LYNWOOD — Overcrowding, stalled teacher negotiations, low academic achievement and the lack of Latino representation may be the key issues in the Lynwood Unified School District Board of Education elections in November, in which two incumbents face four challengers.
Incumbent board members Joe T. Battle and Helen Andersen are being challenged by Irma Bass, Margaret Araujo, Rachel Chavez and Cynthia Green-Geter.
All four challengers have raised questions about overcrowded classrooms. The state recently withheld $360,000 from the 13,800-student district because it placed students in overcrowded classrooms rather than hiring additional teachers or substitutes.
Both Green-Geter and Araujo say they are concerned about the failure of teachers and the administration to agree on a labor contract. Teachers have worked without one since June, 1988.
The district's academic standards have been called into question by Chavez and Green-Geter. Students have shown some improvement in state reading and mathematics scores, but they rank well below statewide averages on the California Assessment Program tests.
Chavez raised the issue of Latino representation on the board. More than 70% of the students are Latino, but there are no Latinos on the five-member board, which has two blacks and three whites.
While the six candidates agree that the district is severely overcrowded, the two incumbents dispute the state's $360,000 penalty.
"We were honest, while other districts do not report that students are placed in overcrowded classrooms when teachers are absent and subs can't be found," Battle said.
Battle, 47, is seeking his third four-year term on the board. A retired Army sergeant, Battle is a field service representative for the U.S. Treasury Department.
He has a bachelor's degree in business administration from Cal State Dominguez Hills.
Andersen said the penalty "was one of those unfortunate things," but the district will take steps to correct the situation, including hiring more teachers before the start of school and offering substitutes more money.
Green-Geter said overcrowded conditions would be relieved if the district built a high school. The district received $34 million for a new high school in 1983.

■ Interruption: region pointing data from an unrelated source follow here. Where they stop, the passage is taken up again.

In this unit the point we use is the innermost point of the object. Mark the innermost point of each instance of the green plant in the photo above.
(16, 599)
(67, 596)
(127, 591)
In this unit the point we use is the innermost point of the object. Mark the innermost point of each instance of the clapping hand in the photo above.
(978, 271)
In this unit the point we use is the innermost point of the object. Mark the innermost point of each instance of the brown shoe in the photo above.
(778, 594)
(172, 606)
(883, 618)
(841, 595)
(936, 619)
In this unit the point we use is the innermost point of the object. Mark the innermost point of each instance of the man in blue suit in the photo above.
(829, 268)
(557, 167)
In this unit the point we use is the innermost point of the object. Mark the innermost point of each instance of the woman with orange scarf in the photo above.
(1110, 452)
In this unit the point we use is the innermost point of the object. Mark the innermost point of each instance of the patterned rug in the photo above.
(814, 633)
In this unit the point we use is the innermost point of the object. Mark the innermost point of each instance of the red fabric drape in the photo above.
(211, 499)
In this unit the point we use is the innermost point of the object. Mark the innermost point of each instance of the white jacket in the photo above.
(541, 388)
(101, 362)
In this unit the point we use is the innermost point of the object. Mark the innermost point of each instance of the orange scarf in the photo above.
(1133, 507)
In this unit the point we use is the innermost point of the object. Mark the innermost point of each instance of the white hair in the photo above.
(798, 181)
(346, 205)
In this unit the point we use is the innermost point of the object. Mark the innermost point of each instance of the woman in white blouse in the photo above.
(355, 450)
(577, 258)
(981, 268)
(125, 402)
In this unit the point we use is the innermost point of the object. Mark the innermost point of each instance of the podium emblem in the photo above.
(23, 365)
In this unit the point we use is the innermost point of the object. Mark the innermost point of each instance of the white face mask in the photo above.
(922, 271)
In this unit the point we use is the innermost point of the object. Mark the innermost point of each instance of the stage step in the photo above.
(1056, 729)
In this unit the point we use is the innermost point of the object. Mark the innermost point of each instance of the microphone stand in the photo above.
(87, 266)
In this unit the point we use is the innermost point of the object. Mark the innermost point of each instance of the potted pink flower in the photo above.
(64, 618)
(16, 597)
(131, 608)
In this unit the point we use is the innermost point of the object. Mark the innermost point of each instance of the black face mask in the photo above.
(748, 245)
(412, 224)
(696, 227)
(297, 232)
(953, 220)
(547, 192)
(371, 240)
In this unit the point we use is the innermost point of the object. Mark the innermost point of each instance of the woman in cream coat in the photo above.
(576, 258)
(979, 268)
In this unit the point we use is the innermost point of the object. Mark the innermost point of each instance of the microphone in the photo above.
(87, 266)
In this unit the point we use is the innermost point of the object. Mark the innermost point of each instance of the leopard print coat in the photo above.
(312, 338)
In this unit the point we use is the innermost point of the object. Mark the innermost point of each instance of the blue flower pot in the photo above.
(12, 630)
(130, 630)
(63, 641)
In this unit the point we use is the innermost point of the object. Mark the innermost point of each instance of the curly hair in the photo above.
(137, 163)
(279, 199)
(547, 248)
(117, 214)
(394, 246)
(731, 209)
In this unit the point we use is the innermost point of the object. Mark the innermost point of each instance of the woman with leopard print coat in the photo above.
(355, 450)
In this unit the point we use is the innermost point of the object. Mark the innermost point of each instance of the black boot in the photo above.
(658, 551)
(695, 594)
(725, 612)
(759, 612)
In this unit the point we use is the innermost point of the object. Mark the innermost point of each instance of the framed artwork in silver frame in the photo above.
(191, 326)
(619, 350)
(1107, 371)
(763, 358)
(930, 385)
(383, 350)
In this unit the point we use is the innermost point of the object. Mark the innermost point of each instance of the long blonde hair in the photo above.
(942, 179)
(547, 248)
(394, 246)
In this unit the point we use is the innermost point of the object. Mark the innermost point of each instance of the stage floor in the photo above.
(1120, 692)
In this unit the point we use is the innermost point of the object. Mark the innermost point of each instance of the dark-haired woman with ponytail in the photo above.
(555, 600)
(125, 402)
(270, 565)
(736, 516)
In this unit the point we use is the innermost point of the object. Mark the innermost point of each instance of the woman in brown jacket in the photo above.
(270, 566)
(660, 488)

"Instead of building the new high school with the $34 million in state funds, the board has engaged in long and laborious litigation," said Green-Geter, a unsuccessful candidate for a board seat in 1985.
The district has been involved in a court fight over the price of the land it condemned for a high school site.
Battle said he believes that a settlement will be reached early next year that would allow construction of the school and relieve overcrowding at the district's only high school. It was built to house 1,000, but it now has more than 3,000 students.
Bass said she also considers the No. 1 issue to be student overcrowding.
"I'm concerned that the school board was able to (vote to construct) a new administration building and was not able to build the new high school," Bass said.
The board recently voted to construct the administration building for an estimated cost of $4 million.
"As a parent, I believe I should be on the board to see what's going on," said Bass, who has two daughters attending Lynwood High School.
A key issue for challenger Chavez is the lack of Latino representation.
"It's time for Latinos to be represented because of the numbers and need. It is time for us to take command of our future," Chavez said.
In the past 10 years in a district where the Latino student population has doubled, Chavez said, there is a need for a Latino board member. Robert Cisneros, a Latino, served on the board from 1975 to 1983.
The Latino student population jumped from nearly 5,000 during 1979-80 to almost 10,000 in 1988-89.
A Latino would be sensitive to the educational needs of Latino students, many of whom speak limited English, said Chavez, a unsuccessful board candidate in 1987.
Chavez finished fourth among eight candidates competing for three seats. Chavez lost by only five votes to the third-place winner, Thelma Williams.
Battle said he considers himself sensitive to the needs of the Latino students.
"I will leave it up to the electorate to decide who should be on the board," he said.
Andersen said she also is sensitive and responsive to the Latino students educational needs.
"I attend the advisory meetings of the Latino parents. I listen to their concerns and act on them," Andersen said.
"I never had a problem with the Latino parents," added Andersen, who operates an income tax business in the city.
Chavez said she withdrew her 10-year-old from the district last year and sent her to a private school in nearby South Gate to protest what she sees as low quality of education in Lynwood.